新歩道橋775回

2011年6月17日更新


 
 「なみだ船」「函館の女」「風雪ながれ旅」…と、北島三郎は極め付けの星野哲郎作品を歌った。6月9日、名古屋御園座で上演した「恋文・星野哲郎物語」の千秋楽。大物が日替わりゲストのトリを取ったのだから、主演の辰巳琢郎、かとうかず子をはじめ、スタッフ、キャストのみんながピリピリ、そわそわした。そこへ、
 「いやいやいや…」
 なんて、北島は、片手ひらひらさせながらの劇場入りである。
 芝居は星野と朱實夫人の夫婦愛物語。一足先に東京へ出た夫人と、山口県周防大島に残った売り出し前の星野がやりとりした、遠距離恋愛時代の手紙が縦糸になる。北島を筆頭に日替わりゲストが歌うのは、第一部の幕切れ、大島で開かれた〝えん歌蚤の市〟のステージという設定。

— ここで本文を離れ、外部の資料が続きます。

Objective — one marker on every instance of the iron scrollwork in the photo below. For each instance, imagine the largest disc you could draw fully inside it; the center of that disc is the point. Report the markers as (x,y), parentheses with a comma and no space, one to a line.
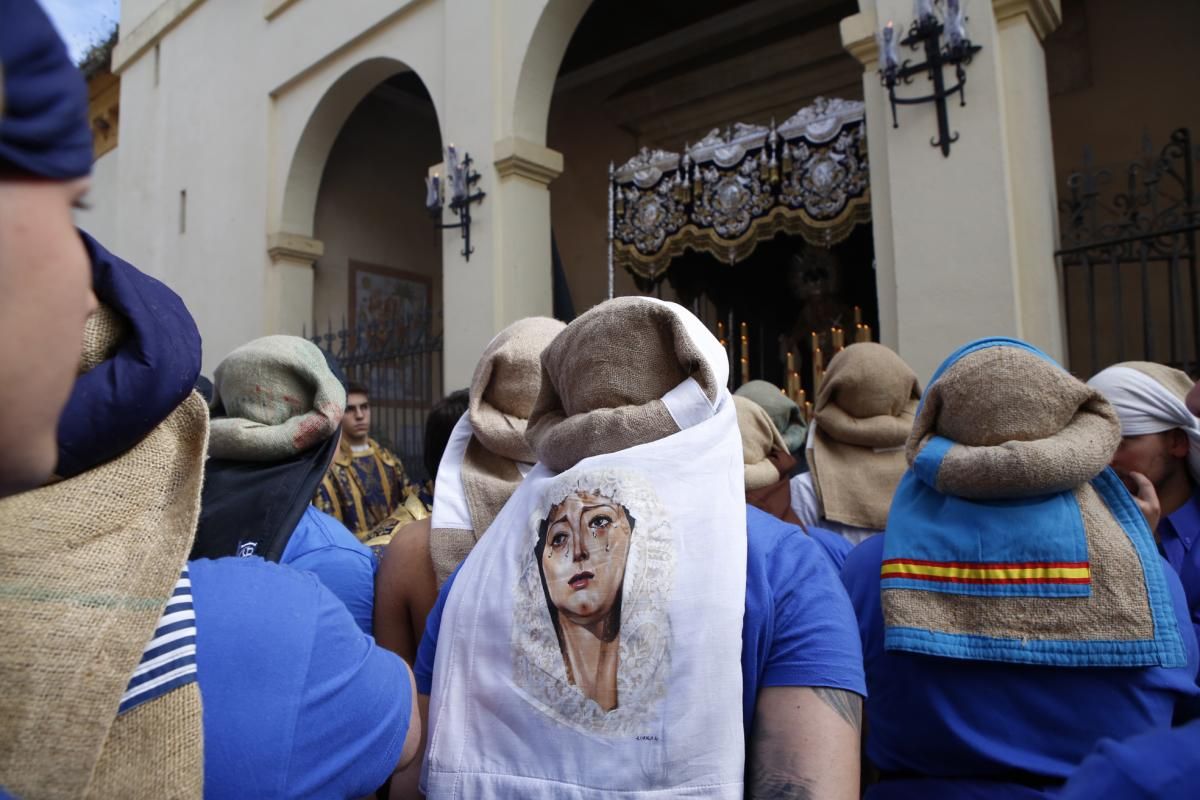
(737,187)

 北島は代表曲3つを歌いながら、星野との触れ合いを語った。それも作品が仕上がるまでのエピソードが山盛りで、さながら講演「名曲はこうして生まれた」ふう。思いがけない内輪話に客席は大喜びだし、その旺盛なサービス精神に、舞台そでに集まった役者たちは嘆声をもらす。
 「うむ…」
 と、仔細ありげな表情なのはモト冬樹、
 「かっこいいなあ」
 を連発するのは相棒のつまみ枝豆。
 「さすがですねえ」
 と顔を見合わせるのは榛名由梨、高汐巴ら元宝塚の大スターたち…。
 2日初日で8日間13回公演の日替わりゲストは、水前寺清子、大月みやこ、鳥羽一郎、長山洋子、島津亜矢、堀内孝雄、小林幸子に北島という順。相当に濃いめの世界とキャラの持ち主たちで、それを反映するように、日によって客席の色あいも変わった。星野についての思い出話も、それぞれの中味と語り口。水前寺、鳥羽、島津あたりは〝星野党〟だけにネタもレアだ。
 銘打ってこそいないがこれは、昨年11月15日に亡くなった星野の、事実上の追悼公演、彼の「妻への詫び状」を原作に、岡本さとるが脚本、菅原道則が演出した。この原作の劇化は過去2回、東京三越劇場と大阪松竹座で上演されているが、3本とも別物で、出演者も違った。制作協力に名を連ねるアーティストジャパンの岡本多鶴プロデューサーが、手をかえ品をかえでこだわり続ける結果だ。
 《それにしても、うまいことやるもんだ…》
 出演者の一人の僕はニヤニヤする。スター歌手日替わりの集客策に加えて、商業演劇の固定観念を打ち破った演出もその一手。御園座は重厚な舞台装置を作ることで定評がある。「今度もきっと…」と考えた常連観客は、いい意味で期待を裏切られた。舞台を終始飾ったのは巨大な海と空と船の絵。その前で大型パネルが2枚、左右から出入りして、芝居の景を変えた。
 第1幕だけでも14もの場面が展開するスピード感。客は自然にその流れに乗せられるのだが、転換にスタッフは大わらわ、役者は衣装の着替えに走り回る。星野の師匠格のプロデューサー(モデルは馬渕玄三さんや斉藤昇さん)役の僕だって、洋服を5着も着替えて9つもの場面に登場したくらいだ。そんなユニークな新機軸に参加した俳優は19人である。ふつうはこの倍から3倍もの人数でやるのが大劇場公演だが、ほとんどの観客は、今公演がそんな少人数であることに気づかない。
 「それにしても頭領、いつものまんま舞台に出て来て、別に何もしてないじゃない!」
 友人たちは口々に僕の仕事をそう批評!?した。音楽プロデューサー役だから口調も態度物腰も確かに地に近く、別ものになり切る工夫も苦心もない。
 「しかしだよ、舞台の上でいつも通りってのが、これで一番難しいんだぞ!」
 抗弁する僕の口調がまた、舞台と同じものになったりするから大笑いだ。
 厳しくも心優しいスタッフと共演者に恵まれ、かわりばんこに来る歌手たちと談笑して、僕の6月上旬は何とも気分のいい日々になった。